A burst of noise entered the hallway from the stairwell. A pair of medics carrying a portable gurney charged onto the scene and slid into place on either side of Dom, carefully shuffling Harvey back against the wall. They spread the gurney out at his feet as everything blurred into fuzzy shapes and colors, lost in the anxiety of the moment.
“Sir?” one of the medics called. “Sir? Can you hear me?”
Harvey nodded, wide-eyed, but now he found himself on the floor, back against the nearest wall. Had he collapsed?
“Did you call this in? What happened?” the medic asked him. “Sir? Can you hear me?”
The featureless faces of Agatha and the others replayed in his head, but he couldn’t find the will to bring them back to life.
We’re everywhere, she’d said.
“Sir? Sir? Can you hear me?” the medic continued. He turned to his partner. “I think this one’s in shock.”
Harvey turned to Dom. An oxygen mask disguised his face, but Harvey could tell they were quickly running out of time.
“It w...w...was,” he stuttered, “...an accident. H...He fell. Is he going to be okay?”
He managed to stumble down the stairwell behind the medics and into the ambulance as they lifted Dom’s gurney up and into the cabin. Machines beeped and sirens echoed through the city as the ambulance took off. Harvey fell back against the wall into his seat.

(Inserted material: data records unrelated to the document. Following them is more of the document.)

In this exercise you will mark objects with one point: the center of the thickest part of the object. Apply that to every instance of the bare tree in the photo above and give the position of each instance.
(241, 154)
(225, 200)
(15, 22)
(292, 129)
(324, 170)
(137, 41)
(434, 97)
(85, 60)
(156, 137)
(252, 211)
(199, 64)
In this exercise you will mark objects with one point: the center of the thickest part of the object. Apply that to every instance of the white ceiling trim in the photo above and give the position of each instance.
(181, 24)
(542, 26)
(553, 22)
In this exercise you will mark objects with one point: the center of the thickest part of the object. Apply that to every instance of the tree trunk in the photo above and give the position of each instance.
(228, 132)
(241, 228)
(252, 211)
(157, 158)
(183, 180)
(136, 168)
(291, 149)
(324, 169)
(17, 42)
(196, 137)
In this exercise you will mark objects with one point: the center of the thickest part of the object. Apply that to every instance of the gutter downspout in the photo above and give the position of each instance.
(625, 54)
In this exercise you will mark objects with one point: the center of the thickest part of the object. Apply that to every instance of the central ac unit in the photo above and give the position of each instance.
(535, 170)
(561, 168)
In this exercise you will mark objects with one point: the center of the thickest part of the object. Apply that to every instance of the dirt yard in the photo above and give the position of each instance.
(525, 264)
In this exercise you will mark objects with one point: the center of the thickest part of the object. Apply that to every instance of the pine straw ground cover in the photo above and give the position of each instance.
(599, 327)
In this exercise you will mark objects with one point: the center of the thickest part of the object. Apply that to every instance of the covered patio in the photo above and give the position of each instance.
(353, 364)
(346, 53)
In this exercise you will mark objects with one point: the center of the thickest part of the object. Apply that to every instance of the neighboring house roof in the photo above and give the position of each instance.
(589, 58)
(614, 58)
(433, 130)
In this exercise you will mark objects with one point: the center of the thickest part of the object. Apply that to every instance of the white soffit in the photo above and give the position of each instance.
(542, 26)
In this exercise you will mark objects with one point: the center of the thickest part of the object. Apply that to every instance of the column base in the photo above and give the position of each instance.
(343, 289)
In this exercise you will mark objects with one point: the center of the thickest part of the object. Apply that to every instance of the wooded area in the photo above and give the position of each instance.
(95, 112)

“Don’t worry,” said the medic, patting Harvey on the shoulder. “He’s stable now. He’ll make it.”
But Harvey knew the real damage had already been done. He knew they would never feel safe again. He smiled with all he could muster—only the hollowest upturn of the corner of his mouth—then drifted his eyes to the window and watched as the city lights turned to stars.